To unsubscribe from this group and stop receiving emails from it, send an email to elasticsearch+unsubscribe@googlegroups.com.
To view this discussion on the web visit https://groups.google.com/d/msgid/elasticsearch/182eb657-9503-42f6-8007-41150143fe46%40googlegroups.com.
For more options, visit https://groups.google.com/d/optout.


(Radu Gheorghe) #2

Hi Jilles,

Any idea on why you're running out of memory? You can monitor stuff like
field, filter caches and memory pools to get some clues.

I would assume your problem is because field data is accumulating, and not
because of GC settings.
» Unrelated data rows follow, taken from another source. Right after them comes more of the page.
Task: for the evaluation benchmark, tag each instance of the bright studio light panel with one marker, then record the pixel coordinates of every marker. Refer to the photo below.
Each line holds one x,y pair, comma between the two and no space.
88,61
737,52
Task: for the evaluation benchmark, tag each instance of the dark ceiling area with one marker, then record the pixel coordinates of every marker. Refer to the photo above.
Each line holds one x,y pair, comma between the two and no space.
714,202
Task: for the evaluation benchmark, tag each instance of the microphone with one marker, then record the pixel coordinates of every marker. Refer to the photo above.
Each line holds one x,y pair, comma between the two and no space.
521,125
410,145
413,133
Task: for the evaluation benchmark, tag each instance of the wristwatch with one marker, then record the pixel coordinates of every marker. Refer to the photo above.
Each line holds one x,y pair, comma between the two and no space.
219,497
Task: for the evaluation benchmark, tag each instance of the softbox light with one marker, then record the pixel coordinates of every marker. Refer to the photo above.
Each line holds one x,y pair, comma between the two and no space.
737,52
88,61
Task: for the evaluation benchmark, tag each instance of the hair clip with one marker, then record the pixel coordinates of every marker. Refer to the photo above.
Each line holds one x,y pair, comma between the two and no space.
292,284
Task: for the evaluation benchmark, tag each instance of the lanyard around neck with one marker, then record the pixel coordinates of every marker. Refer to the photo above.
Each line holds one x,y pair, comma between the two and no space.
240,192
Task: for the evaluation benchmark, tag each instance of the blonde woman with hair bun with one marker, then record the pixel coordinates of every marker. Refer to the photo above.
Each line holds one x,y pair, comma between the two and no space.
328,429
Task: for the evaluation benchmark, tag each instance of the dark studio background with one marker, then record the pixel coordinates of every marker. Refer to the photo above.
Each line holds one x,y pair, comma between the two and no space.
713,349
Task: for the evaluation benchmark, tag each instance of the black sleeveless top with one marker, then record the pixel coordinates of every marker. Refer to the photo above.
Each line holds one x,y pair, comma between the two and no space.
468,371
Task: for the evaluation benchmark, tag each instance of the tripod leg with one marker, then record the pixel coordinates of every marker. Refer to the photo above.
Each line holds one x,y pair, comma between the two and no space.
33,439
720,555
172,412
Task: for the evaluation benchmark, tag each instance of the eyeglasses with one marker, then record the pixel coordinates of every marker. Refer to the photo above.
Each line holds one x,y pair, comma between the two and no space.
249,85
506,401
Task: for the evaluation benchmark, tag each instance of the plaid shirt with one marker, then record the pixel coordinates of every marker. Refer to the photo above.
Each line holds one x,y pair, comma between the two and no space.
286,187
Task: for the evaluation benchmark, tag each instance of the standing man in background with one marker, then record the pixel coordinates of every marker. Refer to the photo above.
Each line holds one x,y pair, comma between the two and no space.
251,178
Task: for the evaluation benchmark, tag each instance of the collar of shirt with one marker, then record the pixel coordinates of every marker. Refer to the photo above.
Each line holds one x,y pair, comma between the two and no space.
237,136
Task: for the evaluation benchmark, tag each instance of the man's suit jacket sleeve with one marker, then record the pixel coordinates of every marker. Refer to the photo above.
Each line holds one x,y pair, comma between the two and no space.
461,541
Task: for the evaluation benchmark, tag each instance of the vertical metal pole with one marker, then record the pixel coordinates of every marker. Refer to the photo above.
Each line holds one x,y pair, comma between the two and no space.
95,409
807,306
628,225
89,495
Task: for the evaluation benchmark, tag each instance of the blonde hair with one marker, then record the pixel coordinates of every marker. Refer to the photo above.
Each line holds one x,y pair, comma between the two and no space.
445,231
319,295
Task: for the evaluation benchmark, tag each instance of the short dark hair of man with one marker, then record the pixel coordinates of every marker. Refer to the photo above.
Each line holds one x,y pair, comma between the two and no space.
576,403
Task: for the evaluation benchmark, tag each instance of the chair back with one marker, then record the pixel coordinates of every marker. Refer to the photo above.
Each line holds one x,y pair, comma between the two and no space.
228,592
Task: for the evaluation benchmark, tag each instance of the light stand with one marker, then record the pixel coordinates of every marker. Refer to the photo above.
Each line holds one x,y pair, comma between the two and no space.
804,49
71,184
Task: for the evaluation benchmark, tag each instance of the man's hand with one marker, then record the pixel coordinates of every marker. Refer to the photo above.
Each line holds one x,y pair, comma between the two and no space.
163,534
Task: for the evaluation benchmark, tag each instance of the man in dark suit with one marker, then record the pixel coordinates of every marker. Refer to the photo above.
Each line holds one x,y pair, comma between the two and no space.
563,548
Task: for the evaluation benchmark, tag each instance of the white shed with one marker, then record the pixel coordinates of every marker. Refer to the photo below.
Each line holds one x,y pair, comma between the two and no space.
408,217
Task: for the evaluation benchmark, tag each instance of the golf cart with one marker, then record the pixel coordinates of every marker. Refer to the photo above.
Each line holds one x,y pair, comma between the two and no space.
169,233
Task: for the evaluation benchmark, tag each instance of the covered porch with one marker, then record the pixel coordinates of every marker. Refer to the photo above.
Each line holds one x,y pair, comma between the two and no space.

Depending on how much heap, how many nodes you
have, and how much heap is used for other things, I'd limit that a slice of
the total memory (for example, 30%).

Best regards,
Radu

Performance Monitoring * Log Analytics * Search Analytics
Solr & Elasticsearch Support * http://sematext.com/

On Fri, Apr 25, 2014 at 7:09 PM, Jilles van Gurp jillesvangurp@gmail.comwrote:

I've been using the elasticsearch rpms (1.1.1) on our centos 6.5 setup and
I've been wondering about the recommended way to configure it given that it
deploys an init.d script with defaults.

I figured out that I can use /etc/sysconfig/elasticsearch for things like
heap size. However, /usr/share/elasticsearch/bin/elasticsearch.in.shconfigures some defaults for garbage collection:

JAVA_OPTS="$JAVA_OPTS -XX:+UseParNewGC"
JAVA_OPTS="$JAVA_OPTS -XX:+UseConcMarkSweepGC"

JAVA_OPTS="$JAVA_OPTS -XX:CMSInitiatingOccupancyFraction=75"
JAVA_OPTS="$JAVA_OPTS -XX:+UseCMSInitiatingOccupancyOnly"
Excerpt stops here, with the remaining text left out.